In the famous scene where Newman must kill his East German bodyguard when the latter follows him to a farmhouse meeting with a counteragent, Newman is wonderfully tense as the agent corners him and exposes him as a fake traitor. Newman looks for all the world like a little boy having to confess to his father that he took cookies from the cookie jar. As it becomes apparent that Newman must kill this other, older man or be imprisoned (with the woman spy he is with being executed), the amateur spy engages in a brutal, grubby fight scene which Hitchcock intended to (1) debunk James Bond karate fights and (2) show how long, hard and difficult it is to kill a man. Newman has to get down and dirty and dragged across the floor in this fight to the death, and plays deep shock very well after he finally kills his opponent and must wash the blood off his hands.
One doubts Cary Grant would have submitted to such degradation.
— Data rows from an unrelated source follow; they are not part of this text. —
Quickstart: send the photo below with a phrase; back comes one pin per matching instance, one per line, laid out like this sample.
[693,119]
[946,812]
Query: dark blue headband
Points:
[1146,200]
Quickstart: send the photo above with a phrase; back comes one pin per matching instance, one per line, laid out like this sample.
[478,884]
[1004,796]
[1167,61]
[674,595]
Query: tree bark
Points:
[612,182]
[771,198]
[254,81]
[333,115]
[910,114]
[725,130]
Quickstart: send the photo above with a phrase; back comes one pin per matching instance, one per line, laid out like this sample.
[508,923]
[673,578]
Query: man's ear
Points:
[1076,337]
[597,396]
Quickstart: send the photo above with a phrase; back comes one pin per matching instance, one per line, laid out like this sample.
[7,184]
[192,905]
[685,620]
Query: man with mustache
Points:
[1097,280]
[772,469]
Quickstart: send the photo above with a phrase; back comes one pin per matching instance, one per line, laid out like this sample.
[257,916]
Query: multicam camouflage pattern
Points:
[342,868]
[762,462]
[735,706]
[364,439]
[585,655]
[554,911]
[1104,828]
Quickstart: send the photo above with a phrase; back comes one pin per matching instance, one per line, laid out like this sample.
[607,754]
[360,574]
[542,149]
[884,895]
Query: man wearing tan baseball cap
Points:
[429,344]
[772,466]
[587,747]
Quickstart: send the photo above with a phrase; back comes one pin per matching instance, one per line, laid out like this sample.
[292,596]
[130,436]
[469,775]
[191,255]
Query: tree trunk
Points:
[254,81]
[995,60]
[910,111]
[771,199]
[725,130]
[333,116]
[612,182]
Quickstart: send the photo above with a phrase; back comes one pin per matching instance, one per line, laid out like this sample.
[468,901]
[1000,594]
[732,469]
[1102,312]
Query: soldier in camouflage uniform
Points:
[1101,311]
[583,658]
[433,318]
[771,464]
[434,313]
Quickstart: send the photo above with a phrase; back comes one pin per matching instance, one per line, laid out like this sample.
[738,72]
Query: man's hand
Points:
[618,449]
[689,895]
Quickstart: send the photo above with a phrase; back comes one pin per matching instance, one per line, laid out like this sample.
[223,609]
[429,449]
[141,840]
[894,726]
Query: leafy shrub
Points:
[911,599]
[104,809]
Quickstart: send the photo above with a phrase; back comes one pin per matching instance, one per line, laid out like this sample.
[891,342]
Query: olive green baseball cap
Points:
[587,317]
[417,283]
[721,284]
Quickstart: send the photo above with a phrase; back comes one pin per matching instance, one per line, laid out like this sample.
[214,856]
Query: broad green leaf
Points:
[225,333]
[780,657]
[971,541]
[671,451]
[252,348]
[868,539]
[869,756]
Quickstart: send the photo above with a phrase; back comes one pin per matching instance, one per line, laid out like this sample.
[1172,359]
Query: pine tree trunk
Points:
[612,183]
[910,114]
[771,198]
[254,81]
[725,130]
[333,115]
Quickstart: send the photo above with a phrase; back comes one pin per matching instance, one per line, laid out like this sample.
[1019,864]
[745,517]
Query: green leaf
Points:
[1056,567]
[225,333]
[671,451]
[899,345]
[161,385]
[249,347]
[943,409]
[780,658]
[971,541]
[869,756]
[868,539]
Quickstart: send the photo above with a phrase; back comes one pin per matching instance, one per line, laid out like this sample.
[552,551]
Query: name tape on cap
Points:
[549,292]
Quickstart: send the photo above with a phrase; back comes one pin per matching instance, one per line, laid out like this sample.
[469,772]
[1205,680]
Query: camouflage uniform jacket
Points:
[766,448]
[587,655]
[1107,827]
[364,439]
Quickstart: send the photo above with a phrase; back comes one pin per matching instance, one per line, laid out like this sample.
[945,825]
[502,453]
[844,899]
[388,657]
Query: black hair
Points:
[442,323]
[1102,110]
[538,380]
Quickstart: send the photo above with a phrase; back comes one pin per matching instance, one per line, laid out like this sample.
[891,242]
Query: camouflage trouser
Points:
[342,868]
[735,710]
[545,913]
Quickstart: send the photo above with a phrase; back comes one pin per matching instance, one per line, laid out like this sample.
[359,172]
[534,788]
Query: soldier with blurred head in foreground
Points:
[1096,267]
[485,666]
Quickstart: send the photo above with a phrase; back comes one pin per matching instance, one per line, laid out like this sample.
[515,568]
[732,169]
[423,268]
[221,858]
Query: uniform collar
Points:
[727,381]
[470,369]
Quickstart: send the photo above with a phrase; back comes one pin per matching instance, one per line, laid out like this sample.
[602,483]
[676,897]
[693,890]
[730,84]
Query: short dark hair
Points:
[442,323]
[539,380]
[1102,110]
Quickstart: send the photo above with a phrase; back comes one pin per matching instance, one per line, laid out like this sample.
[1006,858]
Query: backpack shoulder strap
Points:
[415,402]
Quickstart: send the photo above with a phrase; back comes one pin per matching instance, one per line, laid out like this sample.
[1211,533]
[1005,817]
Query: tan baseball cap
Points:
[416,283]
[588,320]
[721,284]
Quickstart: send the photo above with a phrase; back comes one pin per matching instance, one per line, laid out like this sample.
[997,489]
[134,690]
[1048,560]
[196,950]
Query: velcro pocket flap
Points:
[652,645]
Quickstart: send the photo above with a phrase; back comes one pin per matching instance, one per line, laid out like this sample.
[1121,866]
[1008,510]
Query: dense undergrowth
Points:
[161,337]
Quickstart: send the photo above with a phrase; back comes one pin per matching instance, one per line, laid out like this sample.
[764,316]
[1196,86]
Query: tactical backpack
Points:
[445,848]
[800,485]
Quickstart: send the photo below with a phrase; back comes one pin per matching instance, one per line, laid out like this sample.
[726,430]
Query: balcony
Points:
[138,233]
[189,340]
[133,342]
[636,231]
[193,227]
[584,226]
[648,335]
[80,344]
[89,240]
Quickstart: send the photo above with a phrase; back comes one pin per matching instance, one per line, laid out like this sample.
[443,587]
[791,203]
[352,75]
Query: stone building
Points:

Newman's other great scene is a "chalkboard duel" in which his scientist must trick an arrogant old East German scientist out of a secret formula by writing wrong formulas on the board and goading the old man into giving his secret up in response. Newman's wise-guy charm and intelligence surfaces here in a way he rarely gets to use in Hitchcock's movie, in other scenes.
Irony: right before making "Torn Curtain," Newman made a better movie called "Harper," with Janet Leigh, who was famously killed in the shower in Hitchcock's classic "Psycho" (1960.) Newman told Leigh how excited he was to be working with Hitchcock as she once did.
Right after making "Torn Curtain," Hitchcock made a better movie called "Hombre" with Martin Balsam, who was ALSO famously killed in "Psycho" (on the stairs.) I can only imagine Newman looking at Balsam and saying "So how come when you worked with Hitchcock, you were in a great classic, and when I worked with him, I was in a dog?"
As the years went on, Newman spoke better of Hitchcock, and actually attended the director's 75th birthday party in Los Angeles (Newman was in town filming "The Towering Inferno" at the time.) Newman eventually said that he and Hitchcock got along well, and should have been good friends, "but that script got in the way."
Alfred Hitchcock paid for bad-mouthing Paul Newman and Julie Andrews to the press. They would be the last two major stars to agree to work with Hitchcock. Sean Connery turned down "Topaz," Michael Caine turned down "Frenzy," and a host of stars (Burt Reynolds, Al Pacino, Jack Nicholson, Roy Scheider, Faye Dunaway) turned down "Family Plot."
To the extent that "Torn Curtain" has positive attributes (and it does) one of them is simply watching Paul Newman, fortyish and in his most handsome years, doing what he can when he can to project a very virile and movie-starrish leading man presence in Hitchcock's brutal but old-fashioned film. And during that famous murder scene, Hitchcock and Newman served each other mutually well with an unforgettable dramatic sequence that brought out the best in both men.